Erstdruck der Buchausgabe: Paul Steegemann Verlag – Die Silbergäule, Hannover, 1921. Coverabbildung unter Verwendung eines Ölbildes von Ernst Ludwig Kirchner „Im Bordell“, 1913/1920 (Bildausschnitt / Ketterer Kunst). Coverbeschriftung gesetzt aus der Harvest. Schlussmusik: FoolboyMedia: New-York-Jazz-Loop.
Der Sprecher:
Holger Eberle, geboren 1972 in Baden-Baden, fand eher auf Umwegen zum Sprechen. Bereits während seiner Schulzeit stand er zwar regelmäßig auf der Theaterbühne, verfolgte diese Richtung jedoch nie ernsthaft weiter. Erste Erfahrungen als Sprecher sammelte er dann während eines Studiums an der PH Karlsruhe in den 2010er Jahren. Erst 2025, nach diversen Tätigkeiten im sozialen Bereich, erfolgte der Schritt vor das Mikrofon. Sein besonderes Interesse gilt literarischen Werken mit feinem Humor, skurrilen Figuren und psychologischem Tiefgang. Also genau dem, was Walter Serner in „Zum blauen Affen“ par excellence vereint.
Der Autor:
Walter Serner (1889-1942) war ein Essayist, Schriftsteller und Dadaist. Nach seiner Abkehr von der dadaistischen Bewegung wandte sich Serner dem Schreiben von Kriminalgeschichten zu. Sein Roman „Die Tigerin“ erschien 1925 und sorgte aufgrund des zwielichtigen Milieus und der sexuell offensiven Sprache für einen kleinen Skandal. Nur ein Gutachten von Alfred Döblin verhinderte, dass das Buch der Zensur zum Opfer fiel. Besonders gerne schrieb er Kriminalgrotesken, in denen er sich Porträts der urbanen Halbwelten widmete. Er selbst war ein gekonnter Hochstapler. Seinen Doktortitel verwendete er 1914, um seinem Freund, den Schriftsteller Franz Jung, ein ärztliches Attest auszustellen, damit dieser sich von seiner Truppeneinheit fernhalten konnte. Die Kriminalpolizei vernahm ihn später wegen des Verdachts der Beihilfe zu Jungs Flucht. Serner setzte sich in die Schweiz ab. Nach 1927 hat Serner nichts mehr veröffentlicht, lange Zeit galt er sogar als verschollen, aus dem öffentlichen Leben zog er sich vollkommen zurück.

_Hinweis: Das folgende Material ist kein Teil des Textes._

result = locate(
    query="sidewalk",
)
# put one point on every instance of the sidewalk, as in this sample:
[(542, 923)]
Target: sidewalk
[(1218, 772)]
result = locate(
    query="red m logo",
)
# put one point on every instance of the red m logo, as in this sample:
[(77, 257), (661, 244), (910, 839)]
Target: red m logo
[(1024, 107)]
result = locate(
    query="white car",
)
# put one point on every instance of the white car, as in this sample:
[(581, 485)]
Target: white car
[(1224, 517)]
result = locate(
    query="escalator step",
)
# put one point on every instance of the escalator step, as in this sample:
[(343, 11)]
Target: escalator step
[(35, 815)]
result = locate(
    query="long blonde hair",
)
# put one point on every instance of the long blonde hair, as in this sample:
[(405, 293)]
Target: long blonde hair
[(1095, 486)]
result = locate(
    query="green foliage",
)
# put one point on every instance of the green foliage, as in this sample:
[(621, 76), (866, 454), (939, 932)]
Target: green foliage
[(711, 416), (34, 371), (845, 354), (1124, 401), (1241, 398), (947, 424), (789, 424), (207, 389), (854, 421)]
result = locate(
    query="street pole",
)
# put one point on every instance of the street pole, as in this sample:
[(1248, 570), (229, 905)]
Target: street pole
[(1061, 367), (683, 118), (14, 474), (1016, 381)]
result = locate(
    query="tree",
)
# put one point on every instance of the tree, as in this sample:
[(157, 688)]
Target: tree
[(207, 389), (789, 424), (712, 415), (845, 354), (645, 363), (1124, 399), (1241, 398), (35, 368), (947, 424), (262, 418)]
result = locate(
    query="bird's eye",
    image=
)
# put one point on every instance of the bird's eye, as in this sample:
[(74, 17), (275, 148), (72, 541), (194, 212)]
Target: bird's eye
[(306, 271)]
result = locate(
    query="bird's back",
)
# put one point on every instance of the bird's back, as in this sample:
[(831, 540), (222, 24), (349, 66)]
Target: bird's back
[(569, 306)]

Seine Bücher landeten zeitweilig auf dem Index und wurden schließlich 1933 bei den Bücherverbrennungen der Nationalsozialisten mit verbrannt.
Heute weiß man, dass Walter Serner, der seit Ende der 30er Jahre in Prag lebte, 1942 mit seiner Frau zuerst nach Theresienstadt deportiert wurde und von dort weiter in den Wald von Biíernieki bei Riga. Dort wurden Walter und Dorothea Serner am 23. August 1942 zusammen mit 998 Leidesgenossen von den Nazis erschossen. Der Wald gilt als erster Ort, an dem die systematische Ermordung von Juden mittels Massenerschießungen durch das NS-Regime stattfand. Serners Werk lebt dennoch bis heute weiter – und ihm zu Ehren wurde der „Walter-Serner-Preis“ gestiftet.